Freemium strategy and getting free users to pay

Turning a product with a freemium business model into a great business is tough, but can be done both for B2B and B2C. The reason to have a freemium business model (instead of paid-only) is to get more users to try the product and effectively lower customer acquisition costs.
There are three different types of free economics for freemium services.
  • An online service can ideally be paid-for with advertising from third party advertisers. Marginal costs can be as high as the advertising-sales will cover.
  • If the service is not paid-for by advertising, the free service should provide brand awareness and leads for the paid service at lower cost than trial/traditional sales. Marginal costs needs to be low.
  • A downloadable software (like MySQL or WordPress) can be provided with no marginal costs (depending on how distribution is managed) can be provided for free.

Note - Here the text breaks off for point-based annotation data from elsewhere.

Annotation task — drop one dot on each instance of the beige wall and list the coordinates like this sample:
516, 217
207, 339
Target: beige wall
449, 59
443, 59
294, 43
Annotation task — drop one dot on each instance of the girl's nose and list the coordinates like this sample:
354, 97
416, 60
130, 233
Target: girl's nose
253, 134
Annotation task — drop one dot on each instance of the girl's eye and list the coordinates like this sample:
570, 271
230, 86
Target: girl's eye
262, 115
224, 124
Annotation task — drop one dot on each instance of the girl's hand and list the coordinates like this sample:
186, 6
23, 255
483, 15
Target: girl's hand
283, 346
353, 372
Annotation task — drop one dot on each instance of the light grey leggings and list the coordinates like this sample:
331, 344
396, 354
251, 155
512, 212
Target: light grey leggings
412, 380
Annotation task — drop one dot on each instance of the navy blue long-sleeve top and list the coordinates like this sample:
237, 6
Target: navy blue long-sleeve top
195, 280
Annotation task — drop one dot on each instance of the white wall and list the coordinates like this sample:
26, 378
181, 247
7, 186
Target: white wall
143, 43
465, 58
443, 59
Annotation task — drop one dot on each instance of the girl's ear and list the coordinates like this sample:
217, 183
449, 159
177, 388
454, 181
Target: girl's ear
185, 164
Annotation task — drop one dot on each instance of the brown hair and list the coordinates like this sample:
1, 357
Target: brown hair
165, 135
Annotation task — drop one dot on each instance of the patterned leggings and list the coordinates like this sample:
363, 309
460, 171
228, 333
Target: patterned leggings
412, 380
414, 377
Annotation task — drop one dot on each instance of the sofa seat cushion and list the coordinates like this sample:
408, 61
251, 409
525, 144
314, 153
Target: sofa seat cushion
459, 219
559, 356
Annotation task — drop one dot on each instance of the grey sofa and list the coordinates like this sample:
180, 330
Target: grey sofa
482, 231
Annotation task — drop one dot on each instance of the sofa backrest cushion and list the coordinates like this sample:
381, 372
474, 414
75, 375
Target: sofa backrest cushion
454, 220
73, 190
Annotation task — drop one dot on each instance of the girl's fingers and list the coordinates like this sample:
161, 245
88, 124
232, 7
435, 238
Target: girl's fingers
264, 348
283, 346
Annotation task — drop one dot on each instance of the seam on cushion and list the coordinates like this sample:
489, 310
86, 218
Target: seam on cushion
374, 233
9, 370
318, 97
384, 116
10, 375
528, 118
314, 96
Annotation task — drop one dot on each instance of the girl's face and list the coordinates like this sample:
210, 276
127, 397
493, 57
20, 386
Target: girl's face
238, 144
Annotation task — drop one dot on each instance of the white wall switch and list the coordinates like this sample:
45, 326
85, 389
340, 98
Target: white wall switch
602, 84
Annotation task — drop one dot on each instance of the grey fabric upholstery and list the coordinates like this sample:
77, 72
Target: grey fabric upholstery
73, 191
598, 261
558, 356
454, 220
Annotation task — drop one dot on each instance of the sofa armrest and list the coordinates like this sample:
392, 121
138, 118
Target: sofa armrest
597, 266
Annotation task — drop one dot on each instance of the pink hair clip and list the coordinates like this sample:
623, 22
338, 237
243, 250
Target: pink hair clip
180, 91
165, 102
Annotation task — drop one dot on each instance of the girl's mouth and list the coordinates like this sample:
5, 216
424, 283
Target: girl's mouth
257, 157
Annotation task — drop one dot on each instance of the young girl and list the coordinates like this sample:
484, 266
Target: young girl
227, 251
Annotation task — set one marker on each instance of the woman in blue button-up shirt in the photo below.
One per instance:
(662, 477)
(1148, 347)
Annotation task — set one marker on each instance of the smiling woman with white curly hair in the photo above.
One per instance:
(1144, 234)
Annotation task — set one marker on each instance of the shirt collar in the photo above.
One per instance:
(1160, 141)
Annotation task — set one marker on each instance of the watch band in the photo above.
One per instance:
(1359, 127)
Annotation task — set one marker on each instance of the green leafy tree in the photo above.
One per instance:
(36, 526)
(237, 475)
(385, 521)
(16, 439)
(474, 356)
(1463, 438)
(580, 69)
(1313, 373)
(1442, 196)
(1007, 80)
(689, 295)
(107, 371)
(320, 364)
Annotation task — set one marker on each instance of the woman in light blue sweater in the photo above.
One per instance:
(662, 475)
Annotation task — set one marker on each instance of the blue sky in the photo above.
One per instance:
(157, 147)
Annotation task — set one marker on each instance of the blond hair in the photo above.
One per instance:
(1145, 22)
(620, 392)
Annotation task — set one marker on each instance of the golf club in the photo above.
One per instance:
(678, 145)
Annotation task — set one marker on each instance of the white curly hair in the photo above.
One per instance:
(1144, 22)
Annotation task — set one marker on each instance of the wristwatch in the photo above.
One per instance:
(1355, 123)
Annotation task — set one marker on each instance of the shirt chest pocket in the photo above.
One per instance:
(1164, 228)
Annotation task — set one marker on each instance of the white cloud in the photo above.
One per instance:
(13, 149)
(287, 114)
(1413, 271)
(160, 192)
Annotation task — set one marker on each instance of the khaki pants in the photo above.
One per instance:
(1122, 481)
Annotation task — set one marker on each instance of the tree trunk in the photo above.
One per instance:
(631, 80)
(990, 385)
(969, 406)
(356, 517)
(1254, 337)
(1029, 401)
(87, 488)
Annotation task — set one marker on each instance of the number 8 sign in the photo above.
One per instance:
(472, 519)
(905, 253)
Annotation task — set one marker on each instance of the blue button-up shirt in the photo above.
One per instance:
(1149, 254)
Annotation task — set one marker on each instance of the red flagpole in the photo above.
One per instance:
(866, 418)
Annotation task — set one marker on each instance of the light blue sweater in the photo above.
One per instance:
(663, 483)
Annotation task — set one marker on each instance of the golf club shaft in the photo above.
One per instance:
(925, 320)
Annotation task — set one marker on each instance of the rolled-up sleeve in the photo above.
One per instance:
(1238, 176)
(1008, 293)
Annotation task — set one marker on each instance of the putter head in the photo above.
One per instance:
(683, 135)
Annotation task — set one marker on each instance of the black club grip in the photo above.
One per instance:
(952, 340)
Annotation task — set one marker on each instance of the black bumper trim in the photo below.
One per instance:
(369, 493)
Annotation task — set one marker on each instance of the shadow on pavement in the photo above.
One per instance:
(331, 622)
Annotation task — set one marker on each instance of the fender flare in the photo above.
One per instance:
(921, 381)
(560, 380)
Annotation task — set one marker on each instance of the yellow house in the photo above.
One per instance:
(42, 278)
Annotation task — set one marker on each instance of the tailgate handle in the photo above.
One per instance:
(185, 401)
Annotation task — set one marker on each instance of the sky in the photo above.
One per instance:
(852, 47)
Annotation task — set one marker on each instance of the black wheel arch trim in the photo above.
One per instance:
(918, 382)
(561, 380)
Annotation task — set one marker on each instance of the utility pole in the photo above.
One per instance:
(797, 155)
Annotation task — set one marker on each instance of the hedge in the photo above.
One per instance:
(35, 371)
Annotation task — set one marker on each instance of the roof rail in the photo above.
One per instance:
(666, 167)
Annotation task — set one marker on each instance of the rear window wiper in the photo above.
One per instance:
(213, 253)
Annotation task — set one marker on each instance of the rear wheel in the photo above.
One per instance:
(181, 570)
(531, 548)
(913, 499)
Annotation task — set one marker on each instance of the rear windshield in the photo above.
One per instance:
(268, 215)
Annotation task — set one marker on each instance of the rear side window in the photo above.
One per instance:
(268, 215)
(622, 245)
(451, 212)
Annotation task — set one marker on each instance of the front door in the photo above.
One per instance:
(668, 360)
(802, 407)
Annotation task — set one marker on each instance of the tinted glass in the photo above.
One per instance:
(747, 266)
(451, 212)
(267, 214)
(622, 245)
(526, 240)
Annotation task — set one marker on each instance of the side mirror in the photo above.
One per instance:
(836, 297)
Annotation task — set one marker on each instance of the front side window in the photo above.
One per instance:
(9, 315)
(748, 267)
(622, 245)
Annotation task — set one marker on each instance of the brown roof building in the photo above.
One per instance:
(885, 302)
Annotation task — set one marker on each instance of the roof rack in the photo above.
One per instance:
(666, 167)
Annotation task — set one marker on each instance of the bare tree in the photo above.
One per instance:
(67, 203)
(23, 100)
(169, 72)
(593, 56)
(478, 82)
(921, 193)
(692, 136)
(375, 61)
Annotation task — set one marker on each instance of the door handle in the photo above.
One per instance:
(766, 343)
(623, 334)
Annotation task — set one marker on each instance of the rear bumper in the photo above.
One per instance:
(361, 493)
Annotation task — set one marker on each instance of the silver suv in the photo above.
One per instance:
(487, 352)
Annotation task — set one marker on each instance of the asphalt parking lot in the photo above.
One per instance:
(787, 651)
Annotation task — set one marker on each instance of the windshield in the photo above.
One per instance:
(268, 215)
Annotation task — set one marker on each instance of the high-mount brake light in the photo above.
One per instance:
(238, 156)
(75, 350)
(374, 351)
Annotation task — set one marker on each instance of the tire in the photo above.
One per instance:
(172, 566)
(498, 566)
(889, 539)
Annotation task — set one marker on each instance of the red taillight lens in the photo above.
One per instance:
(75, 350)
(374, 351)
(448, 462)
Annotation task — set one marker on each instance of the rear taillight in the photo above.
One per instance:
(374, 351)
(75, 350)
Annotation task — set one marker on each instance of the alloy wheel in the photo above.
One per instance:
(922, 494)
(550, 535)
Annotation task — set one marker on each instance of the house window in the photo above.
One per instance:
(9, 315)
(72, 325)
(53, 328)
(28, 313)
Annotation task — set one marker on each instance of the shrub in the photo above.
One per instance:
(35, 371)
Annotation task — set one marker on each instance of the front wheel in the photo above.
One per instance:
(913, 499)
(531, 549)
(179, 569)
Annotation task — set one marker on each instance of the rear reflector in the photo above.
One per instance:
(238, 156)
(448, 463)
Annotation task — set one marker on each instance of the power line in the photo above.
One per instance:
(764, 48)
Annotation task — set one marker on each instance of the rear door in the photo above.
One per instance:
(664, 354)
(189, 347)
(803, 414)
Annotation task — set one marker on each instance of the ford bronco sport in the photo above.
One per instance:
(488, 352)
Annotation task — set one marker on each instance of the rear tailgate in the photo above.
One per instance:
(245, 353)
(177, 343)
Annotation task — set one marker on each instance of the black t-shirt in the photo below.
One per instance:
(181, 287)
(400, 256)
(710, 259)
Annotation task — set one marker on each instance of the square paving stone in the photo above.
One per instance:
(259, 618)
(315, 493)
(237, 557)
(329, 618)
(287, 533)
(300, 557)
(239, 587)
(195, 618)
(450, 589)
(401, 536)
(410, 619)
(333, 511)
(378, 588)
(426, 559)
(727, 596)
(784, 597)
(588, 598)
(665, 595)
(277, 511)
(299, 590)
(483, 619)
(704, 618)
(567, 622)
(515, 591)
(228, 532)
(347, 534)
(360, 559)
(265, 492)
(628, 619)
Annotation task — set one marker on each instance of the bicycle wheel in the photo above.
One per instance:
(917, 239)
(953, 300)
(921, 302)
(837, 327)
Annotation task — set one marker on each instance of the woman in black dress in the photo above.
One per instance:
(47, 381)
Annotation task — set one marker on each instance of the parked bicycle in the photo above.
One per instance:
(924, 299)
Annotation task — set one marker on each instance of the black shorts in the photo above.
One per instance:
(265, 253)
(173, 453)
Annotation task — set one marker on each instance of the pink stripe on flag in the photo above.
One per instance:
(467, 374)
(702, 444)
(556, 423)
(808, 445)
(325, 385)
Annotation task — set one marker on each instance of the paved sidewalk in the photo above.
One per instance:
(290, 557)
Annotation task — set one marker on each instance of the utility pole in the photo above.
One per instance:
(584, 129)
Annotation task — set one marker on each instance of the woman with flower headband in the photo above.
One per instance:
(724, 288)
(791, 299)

In order to convert free users into paying users and revenue, a company needs to work on multiple areas. There's a lot of learnings to be had in each area, which a company will gain over time.
  • Premium business model - Is it a one-off payment, a membership/subscription or a virtual goods/usage based type model? Preferably the model matches the long-term costs of operating the service. Together with pricing it's the main driver of long-term revenue and customer lifetime value.
  • Pricing - Finding the right price point is essential. Just because 'everyone' in media charges $8-10 per month doesn't mean it's right for your service or product. B2B should likely be much higher. Offer pricing for 3, 6 and 12 months instead of one month makes a lot of sense too, not least to fight churn. 
  • Premium product features - At least one must-have feature that highlights an important difference between the free and paid version. Preferably you have several strong features that give the users the reason to pay.
  • Promotion - You need to actively communicate with free users why they should upgrade. You need several channels (in-product, e-mail, notifications, text messages) and a plan that gives you reason to reach out to users over-time. 
  • Conversion - You need to work on landing pages or other sales/closing techniques (which could be telephone or in-person meetings) to get users to upgrade. 
  • Payment options - Need to be adapted depending on if the customer is a consumer or a business, the country of users and the age of users. Credit card and Paypal works well in the US to consumers older than 18 years old. Premium text messaging works well for teen audiences (even if premium text messaging is a pretty bad payment option technically). For a B2B product, offering invoicing makes sense. For Brazil, Germany, Netherlands, Sweden etc there are local payments options that drive sales. Payments also includes the important aspect of churn due to technical payment errors (a significant source of overall churn for a subscription churn) if the business model is a subscription model. 
  • Language - If the service has many non-English speaking users, the service/product, communication and conversion pages need to be translated to drive conversion (and usage of free product).

(This post was adapted from a comment I made at the news community Quibb.)

1 comment:

Fritjof Andersson said...

Hey, great blog post, man! You've got some really good stuff in there.

For I was playing around with something I called demium, a combination of freemium and demo: a full demo the first x days, then light freemium version. We then realized it was just too messy and in the end not a good thing for the actual user, so we skipped the whole freemium part and went straight to a classic demo setup.